Interloqué je continuais, sur la passerelle piétonne suspendue au bord du pont du métro. La Tamise luisait tout en bas, silencieuse, énorme masse d’ombre entre les rives obscures, loin devant brillaient faiblement les lueurs de la ville, Putney c’est déjà presque la campagne. En bas d’un nouvel escalier, je débouchais sur une banlieue peu éclairée, petites maisons endormies, mais où étais-je donc, comment retrouver mon chemin ? Tout cela ne correspondait pas au plan que j’avais consulté. Plutôt que de sortir le Mini AZ de ma poche, je partais vers la droite, me fiant à mes souvenirs, le pont routier devait être dans cette direction, et c’était à sa droite qu’il fallait tourner pour trouver la librairie, le pont du métro, lui, devait être un peu loin sur la gauche.
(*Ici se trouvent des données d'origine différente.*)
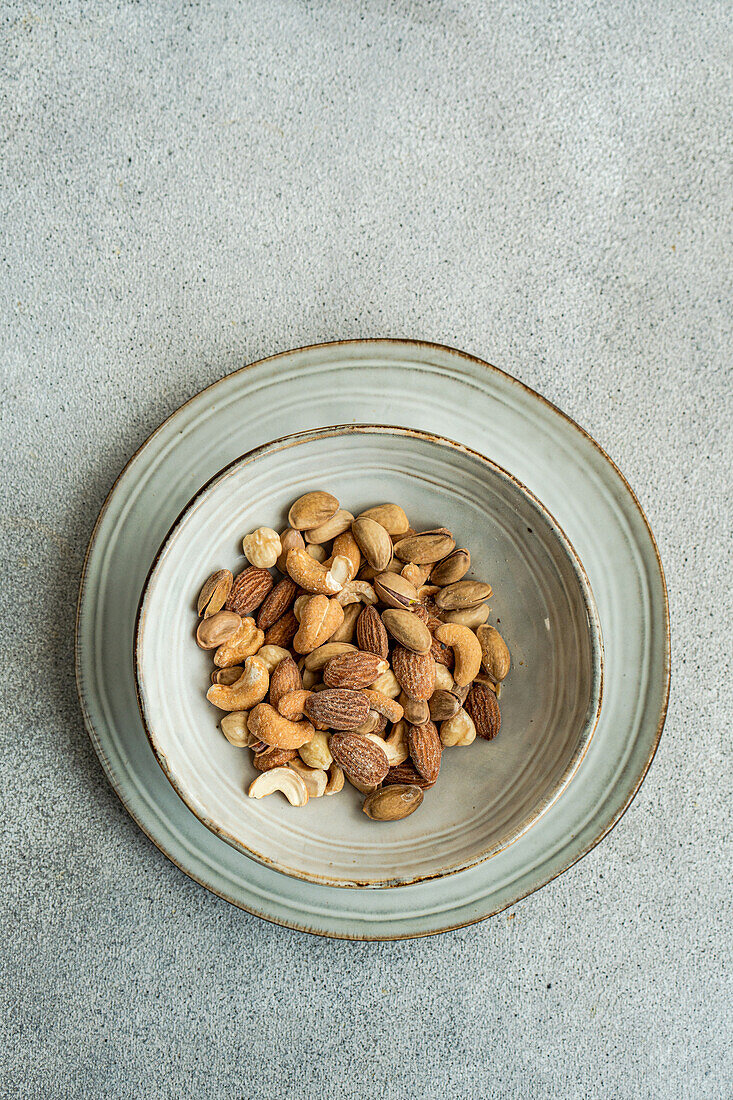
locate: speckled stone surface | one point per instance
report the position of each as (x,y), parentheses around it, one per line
(188,187)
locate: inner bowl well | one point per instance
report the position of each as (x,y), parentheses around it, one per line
(489,793)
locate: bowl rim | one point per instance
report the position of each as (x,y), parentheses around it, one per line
(294,439)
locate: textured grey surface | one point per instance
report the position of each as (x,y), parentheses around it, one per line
(188,187)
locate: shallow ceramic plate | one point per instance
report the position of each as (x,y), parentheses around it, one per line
(437,389)
(488,794)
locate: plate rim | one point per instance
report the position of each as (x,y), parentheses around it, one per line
(598,657)
(484,364)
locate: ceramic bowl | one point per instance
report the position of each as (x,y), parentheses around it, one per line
(489,793)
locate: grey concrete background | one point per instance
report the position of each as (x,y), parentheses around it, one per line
(190,186)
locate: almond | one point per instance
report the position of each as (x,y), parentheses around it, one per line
(273,758)
(407,629)
(462,595)
(371,633)
(373,541)
(481,704)
(312,510)
(393,803)
(282,631)
(284,680)
(249,590)
(415,672)
(338,708)
(361,759)
(426,749)
(353,670)
(425,547)
(276,603)
(406,773)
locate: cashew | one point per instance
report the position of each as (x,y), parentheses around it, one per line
(387,684)
(233,726)
(316,754)
(262,548)
(245,642)
(444,678)
(459,729)
(392,751)
(345,546)
(272,728)
(395,744)
(318,658)
(357,592)
(310,574)
(271,657)
(335,779)
(281,779)
(319,618)
(318,552)
(315,779)
(467,650)
(347,630)
(250,689)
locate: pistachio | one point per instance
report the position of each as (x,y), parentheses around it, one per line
(215,592)
(462,594)
(451,569)
(373,541)
(425,547)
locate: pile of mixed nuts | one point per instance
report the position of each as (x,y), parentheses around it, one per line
(365,656)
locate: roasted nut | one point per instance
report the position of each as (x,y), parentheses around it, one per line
(275,604)
(318,658)
(215,592)
(458,729)
(348,628)
(471,617)
(249,590)
(245,642)
(416,711)
(373,541)
(271,657)
(233,726)
(272,728)
(312,510)
(407,629)
(249,690)
(357,592)
(285,780)
(392,803)
(319,618)
(335,780)
(288,540)
(316,754)
(339,523)
(461,595)
(426,547)
(310,574)
(396,591)
(494,652)
(262,547)
(451,569)
(467,650)
(217,629)
(345,546)
(389,516)
(315,779)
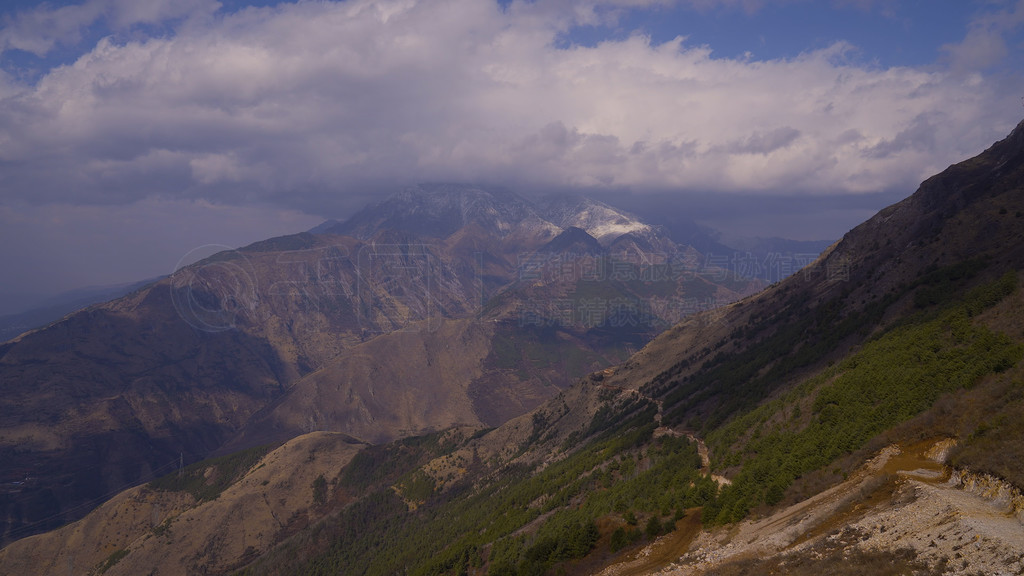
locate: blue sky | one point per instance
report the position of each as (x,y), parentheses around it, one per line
(131,131)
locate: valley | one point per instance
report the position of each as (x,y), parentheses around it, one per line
(860,415)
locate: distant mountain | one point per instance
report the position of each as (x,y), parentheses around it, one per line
(440,210)
(863,413)
(441,305)
(55,307)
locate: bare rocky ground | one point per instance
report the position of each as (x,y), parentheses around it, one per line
(903,499)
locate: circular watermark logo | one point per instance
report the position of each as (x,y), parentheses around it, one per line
(213,287)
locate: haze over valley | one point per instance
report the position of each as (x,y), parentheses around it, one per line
(510,288)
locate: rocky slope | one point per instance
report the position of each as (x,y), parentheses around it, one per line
(279,338)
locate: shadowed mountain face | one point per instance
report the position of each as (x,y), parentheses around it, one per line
(908,328)
(477,311)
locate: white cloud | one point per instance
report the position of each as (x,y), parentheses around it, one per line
(985,44)
(300,103)
(39,30)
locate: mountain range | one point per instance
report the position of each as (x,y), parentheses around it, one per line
(860,416)
(441,305)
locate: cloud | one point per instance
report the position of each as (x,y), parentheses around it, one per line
(309,105)
(985,43)
(40,30)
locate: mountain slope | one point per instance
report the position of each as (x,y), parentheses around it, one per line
(585,474)
(278,338)
(907,329)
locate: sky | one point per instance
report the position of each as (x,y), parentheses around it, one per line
(134,132)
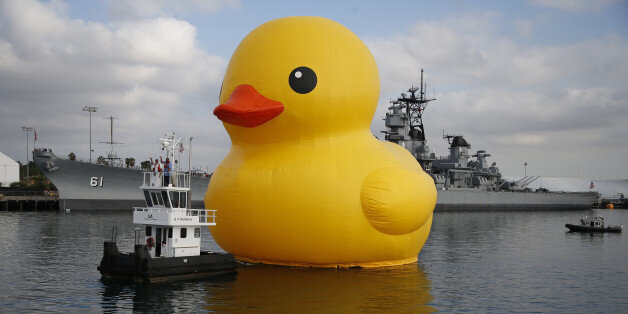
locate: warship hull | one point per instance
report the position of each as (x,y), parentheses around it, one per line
(473,199)
(88,186)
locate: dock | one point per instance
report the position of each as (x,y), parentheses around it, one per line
(29,200)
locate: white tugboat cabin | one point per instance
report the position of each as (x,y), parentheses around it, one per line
(172,229)
(172,241)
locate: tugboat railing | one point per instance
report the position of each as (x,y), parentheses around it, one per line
(205,216)
(155,179)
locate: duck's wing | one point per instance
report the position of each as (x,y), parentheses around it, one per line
(397,200)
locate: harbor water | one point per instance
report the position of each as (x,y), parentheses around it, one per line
(472,261)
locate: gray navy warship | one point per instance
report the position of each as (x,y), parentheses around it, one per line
(465,181)
(102,186)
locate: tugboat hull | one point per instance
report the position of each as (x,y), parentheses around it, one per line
(139,265)
(581,228)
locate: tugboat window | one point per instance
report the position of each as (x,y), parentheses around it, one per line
(160,200)
(147,197)
(154,197)
(164,194)
(183,198)
(174,198)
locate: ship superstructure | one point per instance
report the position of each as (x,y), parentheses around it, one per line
(103,185)
(466,180)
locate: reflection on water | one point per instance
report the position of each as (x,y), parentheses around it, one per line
(472,261)
(283,289)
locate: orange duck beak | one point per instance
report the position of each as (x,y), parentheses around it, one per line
(248,108)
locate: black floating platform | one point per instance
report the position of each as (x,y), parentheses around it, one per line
(139,266)
(581,228)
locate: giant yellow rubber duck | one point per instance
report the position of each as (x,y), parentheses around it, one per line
(305,182)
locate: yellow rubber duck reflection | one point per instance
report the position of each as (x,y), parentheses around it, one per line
(305,182)
(276,289)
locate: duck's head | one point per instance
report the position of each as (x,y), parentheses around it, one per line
(298,78)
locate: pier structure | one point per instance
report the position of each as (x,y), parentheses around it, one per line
(29,201)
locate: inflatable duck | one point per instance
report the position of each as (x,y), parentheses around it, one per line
(305,182)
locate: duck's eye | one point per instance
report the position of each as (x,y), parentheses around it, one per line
(302,80)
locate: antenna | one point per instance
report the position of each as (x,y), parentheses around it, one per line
(111,156)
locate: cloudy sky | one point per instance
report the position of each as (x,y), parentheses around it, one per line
(539,81)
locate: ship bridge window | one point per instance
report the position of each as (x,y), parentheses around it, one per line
(174,198)
(147,197)
(160,200)
(164,194)
(183,197)
(154,198)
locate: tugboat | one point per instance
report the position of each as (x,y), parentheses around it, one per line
(171,246)
(593,224)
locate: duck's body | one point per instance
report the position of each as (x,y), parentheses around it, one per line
(311,185)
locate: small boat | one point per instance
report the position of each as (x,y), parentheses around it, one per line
(171,246)
(593,224)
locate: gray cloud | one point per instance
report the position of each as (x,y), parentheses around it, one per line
(135,9)
(149,73)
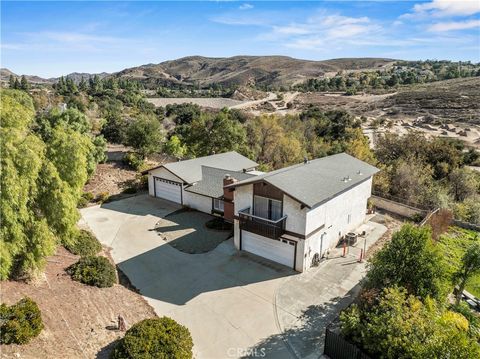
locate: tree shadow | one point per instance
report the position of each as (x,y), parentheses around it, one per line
(306,338)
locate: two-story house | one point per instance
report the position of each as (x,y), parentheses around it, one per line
(294,213)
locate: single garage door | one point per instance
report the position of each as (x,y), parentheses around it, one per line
(169,190)
(280,251)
Bref, je trouvai une rue un peu plus large et un peu plus éclairée, puis une longue rue sombre sillonnée de voitures. Là, à l’angle d’un immeuble bas, dans une flaque de lumière dorée (toujours cette impression de décor en studio), une petite tête de chat pointait à une porte entrebâillée. Me voyant, le jeune chat, un an au maximum, mince et élancé, tout doré lui aussi dans le sodium haze, fit quelques pas sur le trottoir et je m’accroupis devant lui. Insouciant, innocent, il joua un peu avec la frange de mon écharpe, se laissa caresser en ronronnant légèrement. Je levais le nez vers la porte : un digicode, sans doute n’aurait-elle pas dû rester entr’ouverte ? Avec l’impression de faire une B.A., je soulevai le chat, si léger, qui ne protesta pas, et le posai sur le carrelage de l’entrée. Il partit dans le couloir en courant, je tirai la porte, « clac » de l’aimant : derrière moi vibrait le trafic automobile.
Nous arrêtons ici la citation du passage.